[sldev] Viewer Auth Postponed

Lawson English lenglish5 at cox.net
Fri Jan 11 11:35:09 PST 2008


Tess Chu wrote:
> Yesterday afternoon several teams involved with Viewer Auth met to 
> discuss the rising number of critical login issues holding up progress 
> for the release of the 1.18.6 client.  The final decision was to 
> postpone Viewer Auth by putting back the old login code.
>
> The reasons at the forefront of this decision include:
> * Internal projects relying on viewer-auth have been delayed.
> * Problems with web servers serving the login page.
> * Unknown cause of crashes at startup.
> * LLMozlib's support of frames has caused numerous bugs.
>
> What this means for you:
> * Second Life client will default to the old login
> * There is no urgent need to support the new login mechanism in your 
> client.
> * Existing viewers built with the new login mechanism will continue to 
> function since the server component of the new mechanism will stay in 
> place.
>
> In Q1/2008, Studio Icehouse plans to begin work on Agent Domain Login 
> (https://wiki.secondlife.com/wiki/Agent_Domain#How_login_works).  When 
> we resume Viewer Auth, it will likely incorporate the interoperability 
> changes from the login protocol work being designed by the 
> Architecture Working Group. Those interested are welcome to participate.


It might be good to create a simple login stub for test purposes. When I 
was working on my Python-based micro-SLProxy code a few nights ago, I 
found that the client itself would accept the output from the 
Python-proxy, but my own Python-based login code would not. I futzed 
around with that for several hours and it suddenly started working. As 
far as I can tell, nothing I did actually made a difference: for a while 
the Python login code was incompatible while the SL Client code was not. 
Then they both worked.
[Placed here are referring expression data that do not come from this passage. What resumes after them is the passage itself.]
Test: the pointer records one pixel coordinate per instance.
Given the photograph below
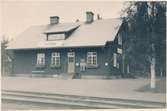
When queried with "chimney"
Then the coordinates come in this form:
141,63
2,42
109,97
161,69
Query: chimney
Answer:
54,19
89,17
This was during the aftermath of some backend 
work you guys did on wednesday.

Its always possible that I did something without realizing it to make my 
code work, but I suspect that something was subtly not-kosher on the 
server end and the Client was robust to handle the issues while the Q&D 
Python login code was not.


So... a reference login server that passes back standardized test data 
might be a good thing to provide access to so we can test these new 
protocols without worrying if some  strange back-end code issue is 
causing the problem or if its our own code.